Editor’s Note: This beautiful reflection on Yom Kippur was written prior to the horrific Hamas terrorist attacks. It was scheduled to be shared this week. Mental health considerations are more important than ever right now so we feel it is important to move forward with sharing Stephanie’s thoughts.
Yom Kippur, according to the Talmud (Ta’anit 30b), is considered the happiest day of the year. However, for many it is a source of extreme anxiety and touches on some of our greatest mental health vulnerabilities. For this blog post, I would like to provide reflections on this recent Yom Kippur, and ways to encounter next year’s Yom Kippur in a mentally healthy way.
Forgiveness and Trauma
The Ten Days of Repentance (the days between Rosh Hashanah, the Jewish New Year, and Yom Kippur, the Day of Atonement) have two major components: apologizing and forgiving. While apologizing is notoriously challenging, forgiving can also be emotionally draining and painful. Feelings of hurt can take years to repair. It is important not to feel pressure to forgive if you are not emotionally/psychologically mentally ready, and to work with a mental health professional to navigate experiences of trauma. Being approached by someone who has hurt you during the Ten Days of Repentance can be a mentally taxing experience. Make sure to take care of yourself during this time and to not be afraid to seek professional help, if needed.
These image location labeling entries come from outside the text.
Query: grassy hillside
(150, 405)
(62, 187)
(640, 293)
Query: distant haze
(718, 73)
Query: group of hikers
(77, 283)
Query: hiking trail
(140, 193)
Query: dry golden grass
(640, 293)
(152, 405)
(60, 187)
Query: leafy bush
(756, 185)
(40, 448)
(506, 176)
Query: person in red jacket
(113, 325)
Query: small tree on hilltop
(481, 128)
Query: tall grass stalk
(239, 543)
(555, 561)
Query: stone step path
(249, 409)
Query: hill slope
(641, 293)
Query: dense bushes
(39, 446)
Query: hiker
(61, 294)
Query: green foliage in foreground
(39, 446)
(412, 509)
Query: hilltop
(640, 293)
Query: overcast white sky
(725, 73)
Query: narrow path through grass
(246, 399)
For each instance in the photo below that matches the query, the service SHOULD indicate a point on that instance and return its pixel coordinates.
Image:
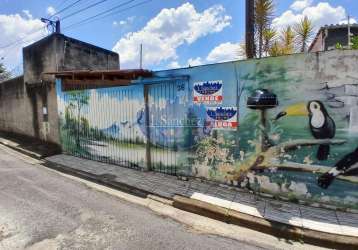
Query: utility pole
(141, 57)
(349, 33)
(55, 25)
(250, 29)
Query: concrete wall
(28, 104)
(338, 36)
(16, 107)
(199, 124)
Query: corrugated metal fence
(134, 126)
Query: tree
(275, 49)
(270, 35)
(287, 40)
(355, 42)
(263, 17)
(304, 33)
(4, 74)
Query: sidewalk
(324, 227)
(34, 148)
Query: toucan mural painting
(298, 142)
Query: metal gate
(138, 126)
(103, 125)
(166, 111)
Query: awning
(88, 79)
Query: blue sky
(174, 32)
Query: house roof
(86, 79)
(331, 27)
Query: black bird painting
(347, 166)
(321, 125)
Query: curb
(270, 227)
(275, 228)
(278, 229)
(99, 179)
(9, 144)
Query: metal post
(141, 57)
(58, 26)
(264, 137)
(250, 29)
(147, 121)
(349, 32)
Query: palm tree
(287, 40)
(263, 17)
(270, 36)
(275, 49)
(304, 32)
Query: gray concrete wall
(22, 100)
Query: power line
(65, 8)
(35, 31)
(83, 9)
(100, 15)
(22, 38)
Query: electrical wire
(106, 14)
(37, 30)
(83, 9)
(65, 8)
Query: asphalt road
(41, 209)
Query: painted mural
(285, 126)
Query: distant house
(329, 35)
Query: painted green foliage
(289, 165)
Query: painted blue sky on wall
(174, 33)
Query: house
(329, 35)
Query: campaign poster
(208, 92)
(222, 117)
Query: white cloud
(14, 28)
(27, 14)
(301, 4)
(351, 21)
(50, 10)
(170, 29)
(174, 65)
(195, 62)
(226, 52)
(128, 21)
(321, 14)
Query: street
(42, 209)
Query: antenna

Davening (Praying) and Focus
Whether you spend two hours or six hours in synagogue on Yom Kippur, for many, staying focused for extended periods of time can be challenging. I like to think in advance of other ways to engage myself, just in case I lose focus or a particular prayer is not “speaking to me”. One recommendation is to print out Yom Kippur-related essays to bring to synagogue or to bring a Jewish book that connects to Yom Kippur. Also, do not be afraid to get up and take breaks and walks, when needed.
Fear, Awe, Teshuva (Repentance) , and Self Love
For many people, Yom Kippur and immense fear are deeply intertwined. As someone with anxiety, the concept of being judged by God who determines my future, causes me to literally shake with intense worry. I am so hard on myself that the Day of Judgement gives me free reign to judge myself even more than I do regularly. My thoughts can reach the depths of wondering if I even deserve to be sealed in the Book of Life.
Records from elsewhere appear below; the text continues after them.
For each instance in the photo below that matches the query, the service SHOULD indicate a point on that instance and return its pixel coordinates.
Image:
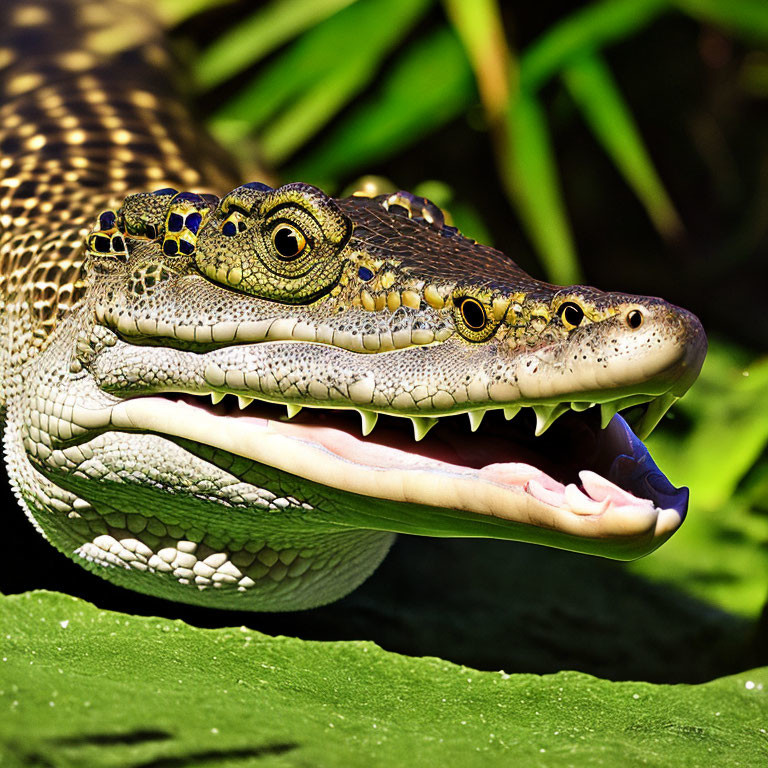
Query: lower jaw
(592, 514)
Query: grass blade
(592, 86)
(173, 12)
(589, 28)
(252, 38)
(392, 118)
(314, 78)
(480, 29)
(530, 176)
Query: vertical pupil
(474, 314)
(286, 242)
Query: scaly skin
(117, 340)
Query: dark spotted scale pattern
(88, 114)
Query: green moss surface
(84, 687)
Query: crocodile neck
(115, 328)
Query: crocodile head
(267, 386)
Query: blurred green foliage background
(619, 142)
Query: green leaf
(83, 686)
(411, 101)
(721, 552)
(461, 214)
(173, 12)
(589, 28)
(592, 86)
(253, 38)
(481, 31)
(530, 176)
(320, 73)
(745, 17)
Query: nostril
(634, 318)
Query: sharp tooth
(421, 425)
(656, 410)
(608, 411)
(475, 419)
(510, 411)
(546, 416)
(369, 419)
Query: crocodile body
(238, 399)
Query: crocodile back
(89, 112)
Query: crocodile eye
(473, 314)
(571, 314)
(634, 319)
(289, 241)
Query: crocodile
(239, 398)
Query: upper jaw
(523, 504)
(590, 515)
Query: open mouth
(577, 481)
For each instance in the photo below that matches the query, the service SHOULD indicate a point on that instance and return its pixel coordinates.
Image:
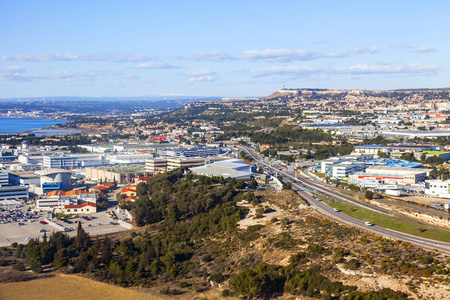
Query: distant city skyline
(213, 48)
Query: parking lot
(11, 231)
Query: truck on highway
(394, 192)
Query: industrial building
(386, 174)
(14, 193)
(437, 188)
(117, 173)
(4, 178)
(344, 169)
(227, 168)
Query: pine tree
(82, 239)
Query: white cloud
(75, 57)
(421, 50)
(155, 66)
(12, 69)
(281, 55)
(389, 69)
(202, 78)
(64, 75)
(410, 69)
(202, 72)
(202, 75)
(283, 70)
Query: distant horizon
(175, 97)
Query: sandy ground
(63, 286)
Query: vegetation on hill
(191, 238)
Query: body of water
(15, 125)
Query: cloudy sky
(219, 48)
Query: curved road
(423, 209)
(299, 183)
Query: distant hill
(328, 94)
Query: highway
(299, 185)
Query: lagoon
(15, 125)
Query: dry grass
(63, 286)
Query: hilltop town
(297, 182)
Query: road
(423, 209)
(299, 184)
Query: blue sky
(219, 48)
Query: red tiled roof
(80, 205)
(100, 187)
(68, 193)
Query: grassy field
(68, 287)
(394, 223)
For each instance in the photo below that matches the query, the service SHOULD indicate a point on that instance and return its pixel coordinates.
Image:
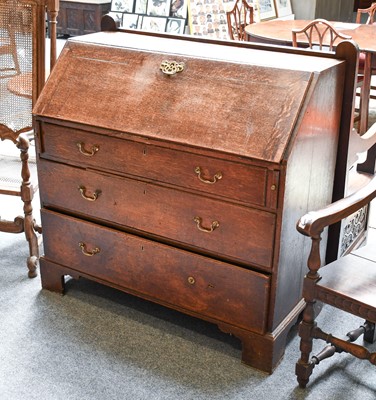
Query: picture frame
(154, 23)
(130, 21)
(175, 25)
(179, 9)
(208, 19)
(283, 8)
(141, 6)
(122, 6)
(158, 8)
(266, 9)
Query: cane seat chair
(347, 284)
(238, 18)
(22, 53)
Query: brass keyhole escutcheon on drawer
(214, 225)
(94, 197)
(215, 178)
(171, 67)
(87, 153)
(87, 253)
(191, 280)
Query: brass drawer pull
(216, 177)
(96, 250)
(94, 197)
(83, 151)
(214, 225)
(171, 67)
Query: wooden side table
(79, 17)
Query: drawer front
(210, 175)
(237, 233)
(218, 290)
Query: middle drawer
(219, 228)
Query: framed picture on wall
(179, 8)
(266, 9)
(159, 8)
(208, 18)
(141, 6)
(283, 8)
(175, 25)
(122, 5)
(130, 21)
(154, 24)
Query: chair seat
(352, 278)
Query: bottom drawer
(175, 277)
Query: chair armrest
(314, 222)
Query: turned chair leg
(304, 367)
(370, 335)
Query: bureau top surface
(242, 101)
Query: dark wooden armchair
(238, 18)
(23, 38)
(348, 284)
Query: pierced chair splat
(348, 284)
(238, 18)
(320, 34)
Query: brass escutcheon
(171, 67)
(96, 250)
(83, 151)
(215, 179)
(191, 280)
(214, 225)
(94, 197)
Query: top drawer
(236, 181)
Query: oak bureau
(176, 169)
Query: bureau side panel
(308, 185)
This fear, I believe, is far from the true purpose of Yom Kippur and is unhealthy from a mental health perspective. My tip for myself and others, is to channel this fear of God into awe of God. As Judaism teaches us that we are made Betzelem Elokim, in the image of God, God wants us to be kind to ourselves and treat ourselves the way God would want us to treat others. While Yom Kippur is the time to think about God’s wonder, holiness, and kindness, it is counterproductive to view God as angry and unforgiving. If God can forgive us, we can and should forgive ourselves.
The confessional prayer, Ashamnu, that we say each year on Yom Kippur is written in a collective form, “We have transgressed, we have acted perfidiously, we have robbed, we have slandered…”, highlighting that everyone in the community has made mistakes and that we are all taking responsibility together as a group. On Yom Kippur you are not alone, and your mistakes do not exist in a vacuum. Rather, the entire community is supporting each other, publicly crying, “We are not perfect! We will be better next year!” Yom Kippur forces individuals to acknowledge that they have made mistakes, as has everyone else, bonding us into a communal effort to be better and to take care of each other.
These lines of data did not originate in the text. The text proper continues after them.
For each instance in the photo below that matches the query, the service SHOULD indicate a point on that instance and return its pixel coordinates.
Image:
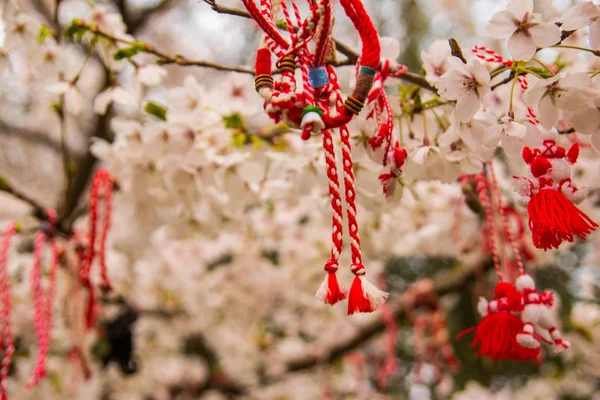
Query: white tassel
(376, 297)
(323, 290)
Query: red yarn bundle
(553, 218)
(496, 338)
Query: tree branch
(38, 209)
(444, 284)
(344, 49)
(29, 135)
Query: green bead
(367, 70)
(308, 109)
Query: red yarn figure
(550, 196)
(513, 321)
(318, 107)
(43, 300)
(102, 181)
(6, 334)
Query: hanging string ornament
(318, 107)
(6, 334)
(550, 196)
(73, 256)
(430, 330)
(518, 317)
(43, 300)
(96, 246)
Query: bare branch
(29, 135)
(7, 187)
(444, 284)
(352, 56)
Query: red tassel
(357, 301)
(364, 296)
(335, 292)
(331, 290)
(553, 218)
(263, 62)
(496, 338)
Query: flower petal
(520, 7)
(466, 106)
(492, 136)
(502, 25)
(512, 146)
(548, 112)
(521, 46)
(545, 35)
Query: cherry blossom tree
(167, 210)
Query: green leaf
(4, 185)
(128, 52)
(281, 24)
(541, 72)
(233, 121)
(75, 31)
(56, 107)
(156, 109)
(239, 139)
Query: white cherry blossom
(467, 83)
(509, 133)
(114, 94)
(548, 96)
(524, 29)
(72, 94)
(581, 15)
(435, 60)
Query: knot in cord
(331, 266)
(358, 269)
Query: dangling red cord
(5, 295)
(496, 334)
(551, 197)
(43, 302)
(364, 296)
(332, 290)
(102, 182)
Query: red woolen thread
(102, 182)
(489, 55)
(265, 24)
(324, 36)
(263, 61)
(364, 296)
(331, 290)
(7, 334)
(482, 191)
(43, 302)
(507, 228)
(391, 333)
(553, 218)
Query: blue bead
(367, 70)
(318, 77)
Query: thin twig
(7, 187)
(444, 284)
(352, 55)
(31, 136)
(505, 80)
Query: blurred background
(214, 299)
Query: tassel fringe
(364, 296)
(331, 290)
(553, 218)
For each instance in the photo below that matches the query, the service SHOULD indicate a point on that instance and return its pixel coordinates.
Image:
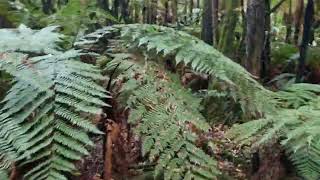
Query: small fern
(45, 115)
(296, 125)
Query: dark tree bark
(227, 35)
(308, 20)
(115, 8)
(4, 23)
(191, 5)
(166, 13)
(198, 4)
(104, 4)
(153, 11)
(265, 69)
(207, 30)
(288, 18)
(174, 7)
(125, 10)
(242, 47)
(256, 13)
(298, 21)
(215, 22)
(47, 6)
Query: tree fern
(295, 124)
(162, 41)
(44, 118)
(164, 115)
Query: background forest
(159, 89)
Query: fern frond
(162, 41)
(44, 116)
(24, 39)
(296, 125)
(164, 114)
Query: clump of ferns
(295, 125)
(46, 115)
(160, 115)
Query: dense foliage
(127, 89)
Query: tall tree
(227, 36)
(298, 20)
(288, 18)
(308, 20)
(207, 31)
(215, 22)
(256, 12)
(174, 8)
(265, 56)
(104, 4)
Rabbi Avi Weiss of Yeshivat Chovevi Torah, published a new translation of the Ashamnu prayer that provides an opportunity to add a little bit of self-love to Yom Kippur “We have loved, we have blessed, we have grown, we have spoken positively…” While the focus of Yom Kippur is to take responsibility for our mistakes, Rabbi Weiss’ new translation serves as a meaningful reminder that one cannot be the best versions of themselves without self-love and self-care. It is okay to acknowledge what we have done well, while simultaneously acknowledging what we need to work on.
While Yom Kippur is now almost a year away, I hope that these reflections will remain relevant throughout the year and will make for future Yom HaKippurim that are filled with meaning, self improvement, and self-care.